Nuova svolta nelle indagini sul caso di Yara Gambirasio, la ragazzina 13 anni di Brembate di Sopra (Bergamo) scomparsa il 26 novembre 2010 e ritrovata assassinata il 26 febbraio 2011. Il relativo procedimento giudiziario si è concluso il 12 ottobre 2018 con la definitiva condanna all’ergastolo di Massimo Giuseppe Bossetti, riconosciuto come unico colpevole. Come riportato dal Corriere della Sera, ora la procura di Venezia ha iscritto nel registro degli indagati altre due persone per frode in processo e depistaggio. Vediamo nel dettaglio cosa sta accadendo. (Continua a leggere dopo la foto)

Caso Yara Gambirasio, arriva una nuova svolta nelle indagini: i nuovi indagati

Nuova svolta nel caso di Yara Gambirasio. La procura di Venezia ha iscritto nel registro degli indagati il presidente della Prima sezione penale del tribunale di Bergamo, Giovanni Petillo e la funzionaria responsabile dell’Ufficio corpi di reato, Laura Epis. Per entrambi l’ipotesi è quella prevista dall’articolo 375 del codice penale: frode in processo e depistaggio. Come riportato dal Corriere della Sera, l’inchiesta nasce da una denuncia presentata nel giugno del 2021 dagli avvocati Claudio Salvagni e Paolo Camporini, difensori di Massimo Bossetti, alla procura veneta. Secondo loro qualcuno potrebbe aver occultato deliberatamente 54 provette contenenti il DNA che è costato l’ergastolo all’imputato.

Il sospetto della difesa è che “il materiale confiscato sia stato “conservato in modo tale da farlo deteriorare” vanificando la possibilità di effettuare nuove indagini difensive”. Nei mesi scorsi sarebbero stati ascoltati diversi testimoni e ora l’indagine sembrerebbe vicina alla chiusura “e, sempre stando alle indiscrezioni, finora non sarebbe emersa alcuna prova di un comportamento doloso”. (Continua a leggere dopo la foto)

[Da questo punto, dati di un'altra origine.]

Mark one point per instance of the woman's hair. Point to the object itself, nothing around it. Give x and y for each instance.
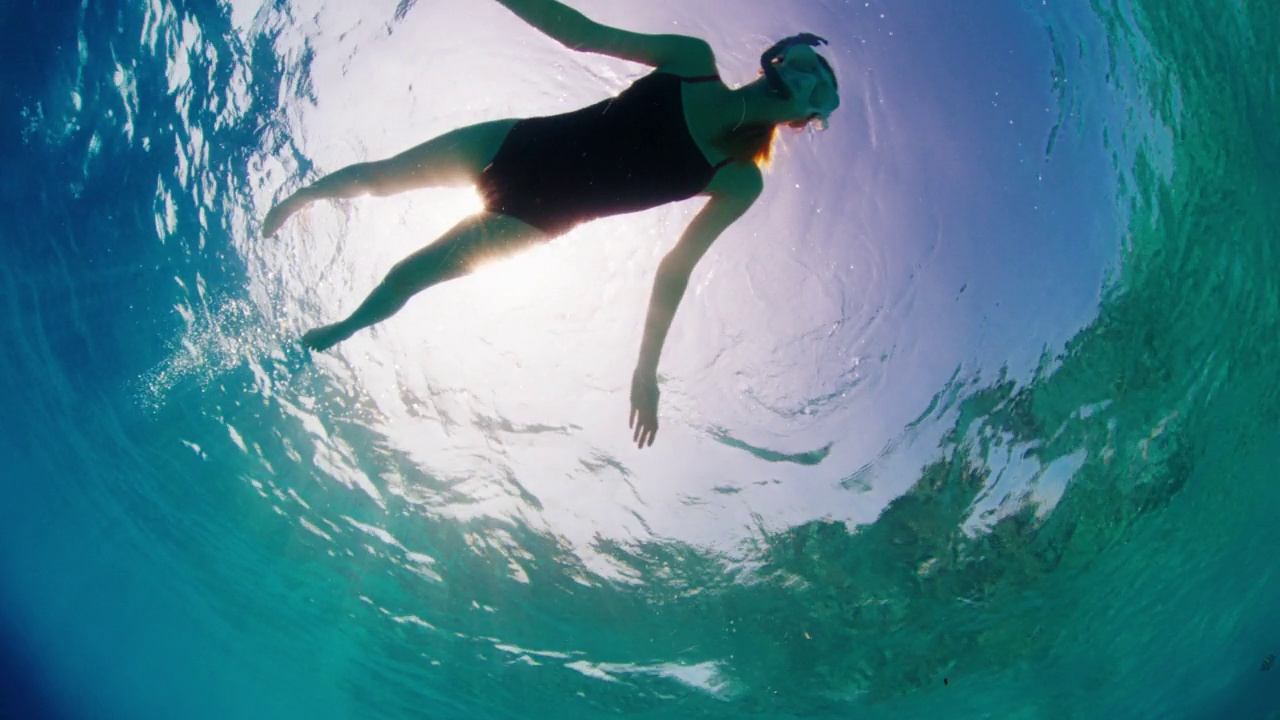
(755, 142)
(752, 142)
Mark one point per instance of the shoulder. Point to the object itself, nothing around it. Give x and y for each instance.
(740, 181)
(686, 57)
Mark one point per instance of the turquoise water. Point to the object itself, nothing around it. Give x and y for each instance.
(973, 418)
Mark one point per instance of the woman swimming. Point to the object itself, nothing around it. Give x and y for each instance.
(675, 133)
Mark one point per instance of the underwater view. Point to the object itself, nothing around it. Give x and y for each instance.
(973, 414)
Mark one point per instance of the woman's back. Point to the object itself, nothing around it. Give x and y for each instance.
(621, 155)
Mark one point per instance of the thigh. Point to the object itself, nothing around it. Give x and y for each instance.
(470, 244)
(455, 158)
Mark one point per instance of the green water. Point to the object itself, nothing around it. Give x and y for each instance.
(197, 554)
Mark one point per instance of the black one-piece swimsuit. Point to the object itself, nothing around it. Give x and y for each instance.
(621, 155)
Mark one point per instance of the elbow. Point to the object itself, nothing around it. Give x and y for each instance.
(673, 270)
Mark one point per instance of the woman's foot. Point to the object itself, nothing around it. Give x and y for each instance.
(325, 337)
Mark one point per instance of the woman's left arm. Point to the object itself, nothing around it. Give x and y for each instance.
(740, 188)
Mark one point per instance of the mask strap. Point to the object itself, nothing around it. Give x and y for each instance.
(768, 65)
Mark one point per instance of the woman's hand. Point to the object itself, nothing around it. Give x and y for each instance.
(644, 408)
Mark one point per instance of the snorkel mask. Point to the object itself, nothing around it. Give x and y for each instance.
(795, 72)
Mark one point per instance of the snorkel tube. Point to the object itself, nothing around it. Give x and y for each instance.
(768, 60)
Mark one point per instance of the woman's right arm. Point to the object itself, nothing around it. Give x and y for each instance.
(576, 31)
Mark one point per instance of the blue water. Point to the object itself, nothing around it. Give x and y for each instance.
(972, 417)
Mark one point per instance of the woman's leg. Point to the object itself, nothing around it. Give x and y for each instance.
(452, 159)
(455, 254)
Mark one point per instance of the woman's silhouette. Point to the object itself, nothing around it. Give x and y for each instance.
(675, 133)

Le parole dell’avvocato Claudio Salvagni

L’avvocato Claudio Salvagni, come riportato da Libero, ha dichiarato: «Pendono altri due ricorsi in Cassazione per ottenere l’autorizzazione a riesaminare quei reperti, che però ancora non sappiamo in che condizioni siano e che tipo di danni possano aver subito trasferendoli dall’ospedale San Raffaele, dove erano custoditi inizialmente, ai magazzini dell’Ufficio corpi di reato». Poi l’avvocato ha aggiunto: «L’obiettivo della denuncia è proprio di sapere se sono ancora utilizzabili o se qualcuno, magari interrompendo la catena del freddo indispensabile per la buona conservazione dei campioni, abbia compromesso per sempre la possibilità di effettuare dei nuovi studi sul DNA di ‘Ignoto 1’».